Infrequent intubation experience of the paediatric population may result in less than optimal airway management of these patients. Effective bag-valve-mask ventilation especially with a self inflating bag is more important than fumbled and prolonged attempts at intubation at the scene of cardiac arrest. Gausche et al demonstrated no improvement in survival or neurological outcome between paediatric patients who were randomized to be intubated compared to those who received bag-valve-mask ventilation. Also, two rescuers were able to deliver greater tidal volumes than one with a bag-valve-mask device. Recent literature suggests that the laryngeal mask airway (LMA) can be used in resuscitation and the skills for insertion can be easily acquired. The LMA, though, can only be used in patients with no gag reflex and there is still a small risk of aspiration.

Circulation

The objective of CPR is to provide adequate oxygenation and perfusion to the vital organs until the return of sustained adequate spontaneous circulation. In animal studies, CPR is able maintain cerebral and myocardial perfusion at only 20% the pre arrest values. Hence, optimal cardiac compression technique and timing is important. There is documented difficulty in reliably assessing the pulse in the paediatric resuscitation and therefore, resuscitative intervention should not be delayed more than 10 seconds to detect pulse. Chest compression should be started in all pulseless or profound bradycardia paediatric patients over the lower half of the sternum taking care not to compress the xiphoid and to approximately one third the depth of the chest at a rate of 100 compressions per minute. Three studies have confirmed that the heart lies beneath the lower third of the sternum in all ages and chest compression over the lower third produces better arterial pressures and stroke volume than over the midsternum with no other organ injuries.
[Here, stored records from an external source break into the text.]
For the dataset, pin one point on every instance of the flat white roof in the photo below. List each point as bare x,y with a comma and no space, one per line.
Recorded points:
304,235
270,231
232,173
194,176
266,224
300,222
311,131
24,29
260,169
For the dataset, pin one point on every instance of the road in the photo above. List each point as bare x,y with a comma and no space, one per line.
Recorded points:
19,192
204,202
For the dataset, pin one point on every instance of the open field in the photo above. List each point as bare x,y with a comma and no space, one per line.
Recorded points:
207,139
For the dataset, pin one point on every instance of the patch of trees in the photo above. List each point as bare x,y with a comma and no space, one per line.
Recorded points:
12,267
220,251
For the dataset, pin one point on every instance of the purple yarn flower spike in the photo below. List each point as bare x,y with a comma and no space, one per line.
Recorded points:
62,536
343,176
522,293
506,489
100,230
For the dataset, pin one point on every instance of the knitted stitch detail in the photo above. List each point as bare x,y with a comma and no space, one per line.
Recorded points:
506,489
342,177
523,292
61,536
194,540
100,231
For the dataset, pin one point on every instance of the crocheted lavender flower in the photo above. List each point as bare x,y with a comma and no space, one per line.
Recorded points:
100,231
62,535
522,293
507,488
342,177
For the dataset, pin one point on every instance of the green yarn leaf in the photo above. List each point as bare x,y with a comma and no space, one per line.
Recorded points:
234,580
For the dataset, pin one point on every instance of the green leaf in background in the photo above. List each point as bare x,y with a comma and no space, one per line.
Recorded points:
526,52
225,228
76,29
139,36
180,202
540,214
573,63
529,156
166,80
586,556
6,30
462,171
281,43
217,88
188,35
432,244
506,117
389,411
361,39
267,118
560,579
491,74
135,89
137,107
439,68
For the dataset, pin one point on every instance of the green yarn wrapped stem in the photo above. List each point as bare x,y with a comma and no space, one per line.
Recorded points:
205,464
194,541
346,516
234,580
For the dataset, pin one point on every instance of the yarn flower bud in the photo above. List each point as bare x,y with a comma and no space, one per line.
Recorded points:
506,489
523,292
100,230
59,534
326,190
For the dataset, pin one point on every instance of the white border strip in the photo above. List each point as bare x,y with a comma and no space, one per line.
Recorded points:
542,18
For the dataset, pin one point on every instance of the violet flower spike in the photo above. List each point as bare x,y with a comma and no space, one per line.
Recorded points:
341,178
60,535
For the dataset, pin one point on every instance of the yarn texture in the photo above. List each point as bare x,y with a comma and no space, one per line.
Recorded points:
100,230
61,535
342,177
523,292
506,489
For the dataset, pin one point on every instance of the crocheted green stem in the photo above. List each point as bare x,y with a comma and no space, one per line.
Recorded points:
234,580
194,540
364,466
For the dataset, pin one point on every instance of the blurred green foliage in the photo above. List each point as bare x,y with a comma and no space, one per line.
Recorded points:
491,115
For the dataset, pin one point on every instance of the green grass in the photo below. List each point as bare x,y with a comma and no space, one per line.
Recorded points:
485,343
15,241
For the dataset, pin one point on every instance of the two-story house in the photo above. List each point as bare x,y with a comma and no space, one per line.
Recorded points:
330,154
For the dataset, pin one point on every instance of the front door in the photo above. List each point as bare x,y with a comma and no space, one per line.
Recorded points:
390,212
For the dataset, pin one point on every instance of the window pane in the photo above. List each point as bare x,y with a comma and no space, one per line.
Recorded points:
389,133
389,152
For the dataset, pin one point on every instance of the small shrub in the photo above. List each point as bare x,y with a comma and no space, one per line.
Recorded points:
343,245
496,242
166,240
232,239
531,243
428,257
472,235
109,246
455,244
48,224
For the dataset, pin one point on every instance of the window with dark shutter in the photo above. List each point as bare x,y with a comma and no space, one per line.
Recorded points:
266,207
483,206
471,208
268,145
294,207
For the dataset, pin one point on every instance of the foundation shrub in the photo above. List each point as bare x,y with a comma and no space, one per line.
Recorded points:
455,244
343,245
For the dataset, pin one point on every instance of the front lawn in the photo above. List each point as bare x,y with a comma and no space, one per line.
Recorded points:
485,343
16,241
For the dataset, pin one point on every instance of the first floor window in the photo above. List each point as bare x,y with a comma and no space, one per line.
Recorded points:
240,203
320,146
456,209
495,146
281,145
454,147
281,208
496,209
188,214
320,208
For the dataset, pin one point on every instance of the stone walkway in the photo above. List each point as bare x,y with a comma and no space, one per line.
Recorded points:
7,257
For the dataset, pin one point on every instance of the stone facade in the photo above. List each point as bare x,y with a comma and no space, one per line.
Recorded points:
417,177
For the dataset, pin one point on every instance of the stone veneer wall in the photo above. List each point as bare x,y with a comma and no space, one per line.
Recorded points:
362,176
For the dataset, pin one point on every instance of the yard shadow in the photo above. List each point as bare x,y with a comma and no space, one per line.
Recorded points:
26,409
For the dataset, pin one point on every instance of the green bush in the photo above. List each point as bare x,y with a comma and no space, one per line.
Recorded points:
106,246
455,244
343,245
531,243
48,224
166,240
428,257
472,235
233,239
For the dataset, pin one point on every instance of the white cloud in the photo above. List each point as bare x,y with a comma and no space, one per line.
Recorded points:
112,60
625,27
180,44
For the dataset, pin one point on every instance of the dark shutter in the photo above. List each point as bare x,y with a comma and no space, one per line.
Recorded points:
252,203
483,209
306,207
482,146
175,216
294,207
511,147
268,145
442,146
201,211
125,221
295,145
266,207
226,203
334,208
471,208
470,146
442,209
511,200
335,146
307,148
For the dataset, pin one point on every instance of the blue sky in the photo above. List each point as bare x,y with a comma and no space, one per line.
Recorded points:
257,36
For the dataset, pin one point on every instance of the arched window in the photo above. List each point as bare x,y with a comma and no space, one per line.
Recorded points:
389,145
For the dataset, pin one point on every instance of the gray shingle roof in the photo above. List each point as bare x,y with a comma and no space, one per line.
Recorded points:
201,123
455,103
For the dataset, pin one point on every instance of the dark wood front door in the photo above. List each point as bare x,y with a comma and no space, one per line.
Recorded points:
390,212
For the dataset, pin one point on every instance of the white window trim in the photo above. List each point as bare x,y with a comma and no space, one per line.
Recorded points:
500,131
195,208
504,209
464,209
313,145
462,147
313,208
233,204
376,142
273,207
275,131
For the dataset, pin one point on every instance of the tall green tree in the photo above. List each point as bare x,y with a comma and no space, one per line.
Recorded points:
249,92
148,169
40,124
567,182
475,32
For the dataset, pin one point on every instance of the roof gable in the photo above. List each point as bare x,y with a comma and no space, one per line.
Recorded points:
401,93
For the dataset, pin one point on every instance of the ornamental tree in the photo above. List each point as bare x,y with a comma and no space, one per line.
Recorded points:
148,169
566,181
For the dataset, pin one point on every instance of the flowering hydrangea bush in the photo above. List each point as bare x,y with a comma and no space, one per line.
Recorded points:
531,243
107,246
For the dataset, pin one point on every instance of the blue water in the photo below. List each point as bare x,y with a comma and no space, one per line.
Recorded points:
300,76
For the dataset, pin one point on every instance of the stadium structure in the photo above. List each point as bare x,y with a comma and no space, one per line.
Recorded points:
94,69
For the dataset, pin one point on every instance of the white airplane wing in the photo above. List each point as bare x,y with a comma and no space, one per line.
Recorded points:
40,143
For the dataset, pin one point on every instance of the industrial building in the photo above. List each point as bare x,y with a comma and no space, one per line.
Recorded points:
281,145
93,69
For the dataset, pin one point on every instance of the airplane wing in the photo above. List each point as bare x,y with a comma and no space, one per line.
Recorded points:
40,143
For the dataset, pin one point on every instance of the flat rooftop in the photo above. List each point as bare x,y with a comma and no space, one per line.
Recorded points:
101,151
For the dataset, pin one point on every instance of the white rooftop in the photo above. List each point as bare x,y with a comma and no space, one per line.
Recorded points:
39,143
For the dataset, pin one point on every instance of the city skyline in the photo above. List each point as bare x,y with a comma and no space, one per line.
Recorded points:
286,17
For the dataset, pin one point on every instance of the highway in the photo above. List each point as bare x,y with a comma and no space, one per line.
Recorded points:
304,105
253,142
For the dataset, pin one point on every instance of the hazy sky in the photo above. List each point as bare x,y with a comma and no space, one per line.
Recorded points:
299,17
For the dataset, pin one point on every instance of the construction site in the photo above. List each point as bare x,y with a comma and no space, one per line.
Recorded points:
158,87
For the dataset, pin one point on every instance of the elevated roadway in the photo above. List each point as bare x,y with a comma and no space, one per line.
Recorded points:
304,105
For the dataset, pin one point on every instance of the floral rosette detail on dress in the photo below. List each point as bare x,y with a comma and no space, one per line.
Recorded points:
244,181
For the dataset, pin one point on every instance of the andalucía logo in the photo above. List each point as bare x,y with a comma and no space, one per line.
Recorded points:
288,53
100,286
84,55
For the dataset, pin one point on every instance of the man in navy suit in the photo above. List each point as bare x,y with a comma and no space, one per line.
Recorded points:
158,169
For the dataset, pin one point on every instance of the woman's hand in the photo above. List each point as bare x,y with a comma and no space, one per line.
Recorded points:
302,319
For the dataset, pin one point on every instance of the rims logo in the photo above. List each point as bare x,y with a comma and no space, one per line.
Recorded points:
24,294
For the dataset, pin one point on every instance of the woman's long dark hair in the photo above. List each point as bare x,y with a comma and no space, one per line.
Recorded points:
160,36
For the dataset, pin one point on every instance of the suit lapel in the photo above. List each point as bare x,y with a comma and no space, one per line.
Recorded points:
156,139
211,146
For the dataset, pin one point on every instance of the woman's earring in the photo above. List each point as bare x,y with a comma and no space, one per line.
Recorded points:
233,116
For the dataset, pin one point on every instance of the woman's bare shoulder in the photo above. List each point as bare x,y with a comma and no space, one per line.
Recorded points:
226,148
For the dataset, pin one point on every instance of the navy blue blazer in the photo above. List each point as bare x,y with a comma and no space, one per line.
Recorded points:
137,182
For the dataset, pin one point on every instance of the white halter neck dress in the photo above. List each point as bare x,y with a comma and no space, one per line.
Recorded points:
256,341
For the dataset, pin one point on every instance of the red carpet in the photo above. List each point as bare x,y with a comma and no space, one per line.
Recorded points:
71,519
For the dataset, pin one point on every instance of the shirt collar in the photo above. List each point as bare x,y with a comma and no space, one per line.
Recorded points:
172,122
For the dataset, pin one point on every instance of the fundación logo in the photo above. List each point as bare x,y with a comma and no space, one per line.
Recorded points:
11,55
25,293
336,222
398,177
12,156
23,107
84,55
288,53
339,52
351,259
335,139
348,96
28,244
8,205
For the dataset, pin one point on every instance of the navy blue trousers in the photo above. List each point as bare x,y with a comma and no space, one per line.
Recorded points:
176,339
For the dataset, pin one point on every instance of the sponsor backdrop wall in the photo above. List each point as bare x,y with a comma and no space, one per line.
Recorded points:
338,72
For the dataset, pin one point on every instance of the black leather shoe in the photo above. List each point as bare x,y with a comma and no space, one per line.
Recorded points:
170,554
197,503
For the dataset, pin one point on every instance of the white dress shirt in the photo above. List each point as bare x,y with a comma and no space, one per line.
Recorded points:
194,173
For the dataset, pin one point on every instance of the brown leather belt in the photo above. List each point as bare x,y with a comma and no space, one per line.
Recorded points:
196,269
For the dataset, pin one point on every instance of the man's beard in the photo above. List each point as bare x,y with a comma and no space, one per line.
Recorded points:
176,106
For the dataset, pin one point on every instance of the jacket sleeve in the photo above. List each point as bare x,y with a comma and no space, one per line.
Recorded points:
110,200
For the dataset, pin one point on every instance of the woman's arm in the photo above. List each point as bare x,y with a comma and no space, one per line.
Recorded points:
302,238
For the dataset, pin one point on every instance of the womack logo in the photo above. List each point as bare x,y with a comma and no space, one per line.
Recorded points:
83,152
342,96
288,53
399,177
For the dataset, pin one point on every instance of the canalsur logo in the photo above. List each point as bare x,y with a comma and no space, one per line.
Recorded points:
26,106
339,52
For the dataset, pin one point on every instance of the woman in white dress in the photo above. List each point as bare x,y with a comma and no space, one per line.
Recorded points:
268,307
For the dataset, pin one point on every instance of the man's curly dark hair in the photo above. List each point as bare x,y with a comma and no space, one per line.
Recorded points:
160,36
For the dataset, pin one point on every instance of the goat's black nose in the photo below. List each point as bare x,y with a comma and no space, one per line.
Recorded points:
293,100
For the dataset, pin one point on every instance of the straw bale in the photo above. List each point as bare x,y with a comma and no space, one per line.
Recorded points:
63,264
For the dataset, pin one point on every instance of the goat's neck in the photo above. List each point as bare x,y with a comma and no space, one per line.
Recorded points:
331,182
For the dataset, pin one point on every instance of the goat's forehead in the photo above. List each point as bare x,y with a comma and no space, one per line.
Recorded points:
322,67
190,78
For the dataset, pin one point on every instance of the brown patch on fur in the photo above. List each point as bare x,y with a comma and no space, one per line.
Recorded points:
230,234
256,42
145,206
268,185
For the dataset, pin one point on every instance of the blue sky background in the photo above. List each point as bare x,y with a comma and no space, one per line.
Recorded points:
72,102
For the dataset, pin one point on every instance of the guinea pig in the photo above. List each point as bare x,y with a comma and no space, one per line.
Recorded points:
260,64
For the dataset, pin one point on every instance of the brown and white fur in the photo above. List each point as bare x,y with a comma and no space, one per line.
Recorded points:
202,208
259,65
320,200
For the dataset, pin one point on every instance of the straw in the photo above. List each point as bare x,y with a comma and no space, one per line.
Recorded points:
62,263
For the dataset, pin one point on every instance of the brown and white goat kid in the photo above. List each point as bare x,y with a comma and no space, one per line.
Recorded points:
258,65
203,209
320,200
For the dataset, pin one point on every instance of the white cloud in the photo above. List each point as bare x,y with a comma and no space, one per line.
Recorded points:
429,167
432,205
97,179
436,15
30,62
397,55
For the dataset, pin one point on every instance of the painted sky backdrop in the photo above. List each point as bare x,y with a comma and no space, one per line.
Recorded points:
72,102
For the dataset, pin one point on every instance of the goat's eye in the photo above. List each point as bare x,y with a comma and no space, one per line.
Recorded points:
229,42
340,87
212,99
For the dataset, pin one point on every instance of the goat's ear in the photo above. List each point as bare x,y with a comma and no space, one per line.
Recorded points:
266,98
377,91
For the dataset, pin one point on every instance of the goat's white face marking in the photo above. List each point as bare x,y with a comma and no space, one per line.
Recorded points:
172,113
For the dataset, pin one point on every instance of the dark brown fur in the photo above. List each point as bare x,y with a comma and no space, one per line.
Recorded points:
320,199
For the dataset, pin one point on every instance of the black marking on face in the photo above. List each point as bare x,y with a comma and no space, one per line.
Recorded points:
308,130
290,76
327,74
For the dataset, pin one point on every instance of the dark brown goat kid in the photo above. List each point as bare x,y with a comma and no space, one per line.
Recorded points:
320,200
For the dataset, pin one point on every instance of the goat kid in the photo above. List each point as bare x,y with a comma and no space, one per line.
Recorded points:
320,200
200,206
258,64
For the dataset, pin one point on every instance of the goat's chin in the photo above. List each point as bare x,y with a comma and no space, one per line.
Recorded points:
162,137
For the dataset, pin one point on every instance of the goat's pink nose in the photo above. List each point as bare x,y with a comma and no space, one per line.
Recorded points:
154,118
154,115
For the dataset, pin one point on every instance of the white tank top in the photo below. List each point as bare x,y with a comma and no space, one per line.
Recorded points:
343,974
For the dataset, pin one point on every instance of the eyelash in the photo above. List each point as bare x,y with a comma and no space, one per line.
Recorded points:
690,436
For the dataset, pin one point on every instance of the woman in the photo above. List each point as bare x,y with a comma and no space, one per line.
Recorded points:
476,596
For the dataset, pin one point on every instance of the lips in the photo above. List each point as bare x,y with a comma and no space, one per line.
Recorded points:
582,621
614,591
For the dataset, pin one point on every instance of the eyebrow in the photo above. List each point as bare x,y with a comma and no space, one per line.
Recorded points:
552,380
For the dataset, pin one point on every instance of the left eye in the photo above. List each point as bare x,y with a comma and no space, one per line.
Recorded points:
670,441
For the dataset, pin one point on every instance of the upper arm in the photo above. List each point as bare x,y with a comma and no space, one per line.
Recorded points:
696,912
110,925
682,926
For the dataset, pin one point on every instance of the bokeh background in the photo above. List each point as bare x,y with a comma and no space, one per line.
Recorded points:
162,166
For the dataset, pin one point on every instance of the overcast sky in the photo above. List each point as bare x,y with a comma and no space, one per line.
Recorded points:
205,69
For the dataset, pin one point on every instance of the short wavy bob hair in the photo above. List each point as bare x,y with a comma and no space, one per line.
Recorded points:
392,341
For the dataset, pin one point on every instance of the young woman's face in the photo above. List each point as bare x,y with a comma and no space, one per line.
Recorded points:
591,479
Although the most practical assessment of chest compression is pulse detection, there is suggestion it may represent retrograde venous flow. End tidal CO2 detection represents pulmonary blood flow may be a better assessment of chest compression and is predictive of ROSC. The most efficient blood flow is achieved when the cardiac compression lasts 50% of the cycle to allow sufficient time for chest recoil. Cardiac compression can be done with one hand in children up to 8 years old. However, the size of the victim and the strength of the rescuer may necessitate the use of 2 hands in younger children. In infants, encircling the infant's chest and compressing with overlapping thumbs (Thaler-Strobie manoeuvre) may produce higher mean arterial, pulse pressures and cardiac output, possibly by greater increase in intrathoracic pressure. However, in an older child, the encircling hand may not allow full re-expansion of the chest, reducing venous return.

The ideal compression-ventilation ratio is unknown but the current consensus is 3: 1 in newborns and 5: 1 in infants and children. This difference from the adult resuscitation guidelines emphasises that respiratory problems are the most common etiology in paediatric cardiac arrest and that the physiological respiratory rates in this age group is faster. Interposition of compression and ventilation is recommended to avoid simultaneous compression and ventilation.

There are 2 theories of mechanism of blood flow during CPR: direct cardiac compression and "thoracic pump" mechanism. The "thoracic pump" mechanism postulates the global increase in intrathoracic pressure associated with cardiac compression results in forward blood flow. Direct cardiac compression assumes that the blood flow is produced by direct compression of the heart between the sternum and the vertebral bodies. This mechanism may play a greater role in the paediatric population as compared to the adults due to the more compliant chest wall.